To clarify why we need the torque on the tyre, consider this: for all we know the tyre has a torque of say one billion N-m on it, and will begin accelerating much faster than the speed of sound or anything else. Once the rolling-without-slipping condition is discarded, no assumptions can be made about the rotational rate of the tyre.

Answer 2

Assumptions : 1. car is moving straight in the entire time period.

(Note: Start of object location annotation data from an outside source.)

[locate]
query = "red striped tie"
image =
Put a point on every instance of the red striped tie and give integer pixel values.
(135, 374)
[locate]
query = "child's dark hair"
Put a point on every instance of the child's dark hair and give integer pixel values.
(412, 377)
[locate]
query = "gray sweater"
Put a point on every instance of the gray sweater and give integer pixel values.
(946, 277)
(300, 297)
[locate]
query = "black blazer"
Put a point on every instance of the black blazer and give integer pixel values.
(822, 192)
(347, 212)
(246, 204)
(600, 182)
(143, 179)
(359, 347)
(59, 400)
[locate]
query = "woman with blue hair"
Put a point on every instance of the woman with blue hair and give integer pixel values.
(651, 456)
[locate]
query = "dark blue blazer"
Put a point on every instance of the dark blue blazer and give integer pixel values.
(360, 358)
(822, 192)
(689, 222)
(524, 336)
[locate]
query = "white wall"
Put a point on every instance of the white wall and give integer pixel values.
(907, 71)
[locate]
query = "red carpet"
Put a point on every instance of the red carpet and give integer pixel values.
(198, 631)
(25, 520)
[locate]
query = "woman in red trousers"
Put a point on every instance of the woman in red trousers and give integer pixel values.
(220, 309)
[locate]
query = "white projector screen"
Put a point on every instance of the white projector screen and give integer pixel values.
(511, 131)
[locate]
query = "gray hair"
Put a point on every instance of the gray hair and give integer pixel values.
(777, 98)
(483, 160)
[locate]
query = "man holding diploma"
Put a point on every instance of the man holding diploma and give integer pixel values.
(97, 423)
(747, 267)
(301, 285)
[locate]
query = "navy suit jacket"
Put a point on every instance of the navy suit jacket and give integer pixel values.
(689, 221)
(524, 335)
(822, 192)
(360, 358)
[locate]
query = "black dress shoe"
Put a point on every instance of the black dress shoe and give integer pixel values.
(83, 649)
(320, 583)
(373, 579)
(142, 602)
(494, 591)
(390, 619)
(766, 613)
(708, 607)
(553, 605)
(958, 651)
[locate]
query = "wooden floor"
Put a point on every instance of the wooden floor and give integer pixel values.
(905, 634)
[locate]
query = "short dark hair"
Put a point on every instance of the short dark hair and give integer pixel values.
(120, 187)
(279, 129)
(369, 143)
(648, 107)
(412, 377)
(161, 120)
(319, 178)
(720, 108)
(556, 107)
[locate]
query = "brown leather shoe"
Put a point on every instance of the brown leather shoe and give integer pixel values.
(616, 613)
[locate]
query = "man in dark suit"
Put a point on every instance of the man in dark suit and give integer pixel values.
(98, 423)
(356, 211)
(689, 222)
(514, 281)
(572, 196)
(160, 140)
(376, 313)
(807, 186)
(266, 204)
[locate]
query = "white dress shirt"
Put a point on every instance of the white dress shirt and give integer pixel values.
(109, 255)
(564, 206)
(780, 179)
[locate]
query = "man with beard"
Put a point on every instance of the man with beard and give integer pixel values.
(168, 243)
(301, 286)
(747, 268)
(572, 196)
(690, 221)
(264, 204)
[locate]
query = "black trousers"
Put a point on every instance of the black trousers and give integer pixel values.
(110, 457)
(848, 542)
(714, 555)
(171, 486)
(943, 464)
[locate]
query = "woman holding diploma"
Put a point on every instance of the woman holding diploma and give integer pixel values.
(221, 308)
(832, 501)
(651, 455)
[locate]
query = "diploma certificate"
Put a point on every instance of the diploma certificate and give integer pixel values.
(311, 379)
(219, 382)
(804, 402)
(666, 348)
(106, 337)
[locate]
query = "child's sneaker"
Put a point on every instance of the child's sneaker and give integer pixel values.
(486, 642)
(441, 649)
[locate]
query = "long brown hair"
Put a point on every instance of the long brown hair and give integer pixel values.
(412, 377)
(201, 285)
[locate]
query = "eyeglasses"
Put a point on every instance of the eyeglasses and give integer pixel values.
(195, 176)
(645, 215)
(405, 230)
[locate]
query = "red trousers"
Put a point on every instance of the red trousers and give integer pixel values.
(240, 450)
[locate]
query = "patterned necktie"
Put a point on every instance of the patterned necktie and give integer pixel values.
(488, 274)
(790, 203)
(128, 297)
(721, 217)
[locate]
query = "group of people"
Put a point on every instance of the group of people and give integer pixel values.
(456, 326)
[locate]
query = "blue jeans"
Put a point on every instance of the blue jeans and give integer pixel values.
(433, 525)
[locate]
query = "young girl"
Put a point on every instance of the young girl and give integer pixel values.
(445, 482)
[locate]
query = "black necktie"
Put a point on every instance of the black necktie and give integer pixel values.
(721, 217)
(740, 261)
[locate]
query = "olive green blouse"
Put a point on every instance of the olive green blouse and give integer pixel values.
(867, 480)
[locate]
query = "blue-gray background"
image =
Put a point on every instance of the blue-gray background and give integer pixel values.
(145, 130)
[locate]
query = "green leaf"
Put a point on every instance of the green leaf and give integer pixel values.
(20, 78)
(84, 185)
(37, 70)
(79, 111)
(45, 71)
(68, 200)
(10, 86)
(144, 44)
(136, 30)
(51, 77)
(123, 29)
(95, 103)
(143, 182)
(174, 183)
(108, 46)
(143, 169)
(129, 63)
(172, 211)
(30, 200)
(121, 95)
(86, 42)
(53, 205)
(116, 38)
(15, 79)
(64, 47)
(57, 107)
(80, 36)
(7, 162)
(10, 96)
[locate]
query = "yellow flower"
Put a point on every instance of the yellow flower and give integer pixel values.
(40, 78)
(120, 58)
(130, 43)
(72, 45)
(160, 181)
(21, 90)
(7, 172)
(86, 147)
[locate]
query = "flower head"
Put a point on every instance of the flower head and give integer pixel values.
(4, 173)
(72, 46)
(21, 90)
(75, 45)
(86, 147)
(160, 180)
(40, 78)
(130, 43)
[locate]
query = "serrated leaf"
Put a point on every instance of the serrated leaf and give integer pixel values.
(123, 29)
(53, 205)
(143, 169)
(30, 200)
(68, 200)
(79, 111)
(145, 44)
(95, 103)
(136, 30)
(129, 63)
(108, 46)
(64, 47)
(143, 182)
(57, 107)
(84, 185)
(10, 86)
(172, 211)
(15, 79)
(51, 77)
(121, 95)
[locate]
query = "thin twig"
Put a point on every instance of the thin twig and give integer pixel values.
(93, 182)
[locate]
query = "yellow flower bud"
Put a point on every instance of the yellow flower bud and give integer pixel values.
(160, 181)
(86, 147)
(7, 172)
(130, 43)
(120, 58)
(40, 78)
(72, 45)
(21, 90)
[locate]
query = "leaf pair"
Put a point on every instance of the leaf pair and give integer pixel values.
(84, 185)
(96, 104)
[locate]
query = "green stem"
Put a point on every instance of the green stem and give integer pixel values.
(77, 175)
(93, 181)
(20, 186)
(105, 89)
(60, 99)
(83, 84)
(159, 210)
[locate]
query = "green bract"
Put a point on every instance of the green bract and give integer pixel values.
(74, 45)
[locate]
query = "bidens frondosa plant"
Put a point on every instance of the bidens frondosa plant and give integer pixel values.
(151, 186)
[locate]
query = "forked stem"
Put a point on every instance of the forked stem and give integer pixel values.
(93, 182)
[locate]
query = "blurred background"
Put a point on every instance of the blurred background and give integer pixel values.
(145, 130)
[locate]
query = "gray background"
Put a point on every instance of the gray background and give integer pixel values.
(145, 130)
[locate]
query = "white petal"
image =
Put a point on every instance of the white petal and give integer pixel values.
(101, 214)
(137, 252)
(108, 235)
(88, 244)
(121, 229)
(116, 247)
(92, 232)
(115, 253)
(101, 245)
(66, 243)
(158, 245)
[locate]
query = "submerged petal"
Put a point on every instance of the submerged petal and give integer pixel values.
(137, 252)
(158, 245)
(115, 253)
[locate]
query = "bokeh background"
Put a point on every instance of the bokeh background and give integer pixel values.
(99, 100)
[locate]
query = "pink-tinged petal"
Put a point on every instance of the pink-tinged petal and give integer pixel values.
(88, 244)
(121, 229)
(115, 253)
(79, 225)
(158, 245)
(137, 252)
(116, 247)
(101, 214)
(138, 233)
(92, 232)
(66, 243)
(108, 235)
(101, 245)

2. Centre of mass of the car is at centre, so that the reaction force on each wheel is $\frac{N}{4}$

Clarification : The excess speed of wheel does not give any acceleration to the vehicle. the wheel would just continue spinning. The forward frictional force would slowly reduce the speed of the wheel so that finally condition for rolling is achieved. From then on, the vehicle starts moving

Answer :

force tyre exerts on the ground :

Tyre exerts two forces. One tangential frictional force and one weight of the car. Weight of car on each wheel is $\frac{N}{4}$ by assumption. While slipping, the frictional. force is the maximum possible, ie : $\mu\frac{N}{4}$

deceleration of tyre

Since the wheels are slipping, the speed or torque generated on the wheels does not matter. The vehicle would decelerate uniformly, under the frictional force from all 4 wheels. The net backward force on vehicle is $4$ x $\mu\frac{N}{4} = \mu N$ deceleration : $ a = \frac{(\mu N)}{M}$ If the vehicle's current speed is $v_{cm}$, and after some time it reduced to $v'$, $v'= v_{cm}-a.t$, then as long as $v'$ is less than $R\omega$ the tyre continues to slip and after that the car starts rolling.

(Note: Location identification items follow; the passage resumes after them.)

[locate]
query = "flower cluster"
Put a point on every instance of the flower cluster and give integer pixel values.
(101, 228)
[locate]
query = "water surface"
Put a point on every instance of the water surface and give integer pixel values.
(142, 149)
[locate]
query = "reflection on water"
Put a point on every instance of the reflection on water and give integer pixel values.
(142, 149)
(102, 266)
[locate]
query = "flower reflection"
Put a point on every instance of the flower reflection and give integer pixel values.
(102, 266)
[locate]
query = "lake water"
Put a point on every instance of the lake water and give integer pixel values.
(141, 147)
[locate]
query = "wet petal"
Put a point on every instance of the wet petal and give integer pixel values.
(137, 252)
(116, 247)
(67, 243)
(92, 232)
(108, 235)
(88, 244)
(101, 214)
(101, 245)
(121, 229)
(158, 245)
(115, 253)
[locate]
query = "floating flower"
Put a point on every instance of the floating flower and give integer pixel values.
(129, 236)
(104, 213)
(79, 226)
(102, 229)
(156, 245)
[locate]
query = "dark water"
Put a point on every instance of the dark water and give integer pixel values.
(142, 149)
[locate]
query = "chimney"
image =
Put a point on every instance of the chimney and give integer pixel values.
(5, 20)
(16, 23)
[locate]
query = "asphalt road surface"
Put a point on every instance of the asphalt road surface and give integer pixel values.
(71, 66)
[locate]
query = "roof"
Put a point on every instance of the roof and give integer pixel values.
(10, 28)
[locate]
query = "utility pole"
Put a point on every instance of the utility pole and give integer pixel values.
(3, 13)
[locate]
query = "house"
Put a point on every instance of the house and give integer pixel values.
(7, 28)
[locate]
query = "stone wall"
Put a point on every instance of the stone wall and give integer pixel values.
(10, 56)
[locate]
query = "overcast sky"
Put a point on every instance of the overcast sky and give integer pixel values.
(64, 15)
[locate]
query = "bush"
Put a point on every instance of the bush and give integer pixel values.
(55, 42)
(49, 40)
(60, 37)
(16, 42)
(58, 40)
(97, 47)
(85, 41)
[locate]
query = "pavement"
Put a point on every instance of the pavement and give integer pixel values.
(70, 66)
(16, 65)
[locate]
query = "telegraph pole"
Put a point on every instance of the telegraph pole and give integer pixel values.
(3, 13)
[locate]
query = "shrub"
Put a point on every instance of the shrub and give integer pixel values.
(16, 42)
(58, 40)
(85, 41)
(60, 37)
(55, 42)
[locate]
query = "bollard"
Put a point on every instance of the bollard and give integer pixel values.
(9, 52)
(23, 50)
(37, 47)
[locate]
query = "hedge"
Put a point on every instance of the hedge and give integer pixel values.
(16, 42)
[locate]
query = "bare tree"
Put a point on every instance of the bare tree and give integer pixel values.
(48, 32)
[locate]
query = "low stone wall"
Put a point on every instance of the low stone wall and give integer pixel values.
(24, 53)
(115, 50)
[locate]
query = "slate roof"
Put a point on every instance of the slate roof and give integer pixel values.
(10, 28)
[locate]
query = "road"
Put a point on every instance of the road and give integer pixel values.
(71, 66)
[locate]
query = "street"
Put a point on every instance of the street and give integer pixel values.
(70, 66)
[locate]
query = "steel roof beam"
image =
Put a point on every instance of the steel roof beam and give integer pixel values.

after rolling starts, deceleration of the car would be the deceleration of the wheels(due to less throttle) and proportional to $\frac{d\omega}{dt}$ (which is off topic)

Removing assumptions:

Assumption 1 is fair enough.. slight deviations occur during start due to angular momentum of spinning wheels

Assumption 2 can be removed (but it does not matter much). Let $x_f$ and $x_b$ be the distance of front and rear wheels from centre of mass. Then balancing torque about centre of mass or by simple intuition,

$N_f = Mg(\frac{x_b}{x_b + x_f})$ (ie: normal reaction is inversely propotional to distance from centre of mass). (Here $N_f and N_b are total forward and backward reactions... by symmetry, reaction on wheels would be half of it since there are two wheels in front)

This does not change the net frictional force, but since the wheels closer to centre of mass have more load and hence more friction, they slow down faster and more quickly reach rolling condition. Thus, the vehicle starts to roll in less time than a vehicle with com at centre. Usually it is the rear wheels which starts rolling first.